Pogue's piece is still good and also funny. As a former TiVo designer mystified by the crapness of most "consumer" electronics design, I especially liked this one:

Question 10: Which is the right way to label the jacks and buttons: White lettering on black (or vice versa), white on white (Momento), or with no text labels at all (eStarling)?

We did think of this at TiVo (of course), but I still wish we had added a little LED flashlight dongle to the back, since there's always bad light at the back of your cabinet!

2 comments :

Anonymous said...

I also liked that he included Palm on the list of companies that refused to compromise on design -- it didn't seem to do it much good in the end. I wonder if that was because it started compromising or because not compromising is *necessary* but not *sufficient* for victory.

A 10-year-old could have told you which of two designs was better, but I'm not actually sure a 10-year-old would've been able to detect the "obvious" flaws in the products before they shipped without other, competing products to compare it to. I suspect most of those "obvious" flaws were only obvious once someone else did it a different way. I suspect, for example, that a properly done "just plug the frame into your laptop and it'll figure out your Wi-Fi settings" would trump the "fiddle around with the Wi-Fi settings on the small frame screen with not enough buttons to enter a WEP key" -- the fact that the company that tried it did it badly doesn't mean it's automatically an inferior design.

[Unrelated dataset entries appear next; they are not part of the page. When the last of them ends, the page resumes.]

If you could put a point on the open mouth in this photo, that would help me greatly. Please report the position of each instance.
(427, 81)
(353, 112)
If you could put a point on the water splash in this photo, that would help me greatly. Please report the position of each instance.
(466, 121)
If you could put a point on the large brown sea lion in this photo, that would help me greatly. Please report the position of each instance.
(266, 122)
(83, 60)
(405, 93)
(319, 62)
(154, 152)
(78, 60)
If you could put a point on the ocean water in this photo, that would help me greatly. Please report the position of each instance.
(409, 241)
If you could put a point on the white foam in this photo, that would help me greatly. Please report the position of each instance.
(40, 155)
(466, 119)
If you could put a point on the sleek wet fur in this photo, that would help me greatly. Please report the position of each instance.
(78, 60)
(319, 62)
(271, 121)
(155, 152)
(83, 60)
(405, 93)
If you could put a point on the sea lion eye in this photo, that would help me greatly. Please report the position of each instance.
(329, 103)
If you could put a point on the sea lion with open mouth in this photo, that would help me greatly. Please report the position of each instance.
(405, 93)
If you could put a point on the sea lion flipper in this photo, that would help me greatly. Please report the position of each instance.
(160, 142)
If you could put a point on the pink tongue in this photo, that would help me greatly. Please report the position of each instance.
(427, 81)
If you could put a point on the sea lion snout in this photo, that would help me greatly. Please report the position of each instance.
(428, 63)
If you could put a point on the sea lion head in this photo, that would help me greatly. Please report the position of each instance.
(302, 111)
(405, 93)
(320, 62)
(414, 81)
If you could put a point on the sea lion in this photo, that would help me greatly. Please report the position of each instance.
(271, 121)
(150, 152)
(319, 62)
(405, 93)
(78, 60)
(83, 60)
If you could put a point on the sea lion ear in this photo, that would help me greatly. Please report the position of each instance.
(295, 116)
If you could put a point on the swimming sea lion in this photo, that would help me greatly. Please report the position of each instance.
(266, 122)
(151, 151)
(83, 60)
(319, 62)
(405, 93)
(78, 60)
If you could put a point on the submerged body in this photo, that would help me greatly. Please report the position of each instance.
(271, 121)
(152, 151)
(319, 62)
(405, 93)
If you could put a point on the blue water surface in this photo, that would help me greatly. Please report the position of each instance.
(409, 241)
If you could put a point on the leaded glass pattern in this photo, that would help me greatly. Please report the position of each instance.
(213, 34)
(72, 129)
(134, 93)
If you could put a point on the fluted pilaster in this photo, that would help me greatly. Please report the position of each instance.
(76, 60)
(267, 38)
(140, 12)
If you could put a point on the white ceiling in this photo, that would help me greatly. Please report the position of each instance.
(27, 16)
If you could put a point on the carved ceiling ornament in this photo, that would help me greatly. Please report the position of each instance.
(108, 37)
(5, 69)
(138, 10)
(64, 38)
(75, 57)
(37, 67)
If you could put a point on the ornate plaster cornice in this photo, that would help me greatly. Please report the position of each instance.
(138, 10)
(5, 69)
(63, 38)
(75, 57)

(That is, assuming the target market includes those that have laptops or other computers that are already on the presumed home Wi-Fi network.)

Lynn said...

I totally agree! And yes, good design is necessary but not sufficient. TiVo (for all the flaws I feel it has) is a good example of this.

I thought some of his points were more cleverly observed than others. Feature-itis is not always wrong, if you execute well, as you say re wifi. (To be honest, it wouldn't have occurred to me to go near wifi for a consumer digital frame. But I'm not as ballsy as some of these companies.)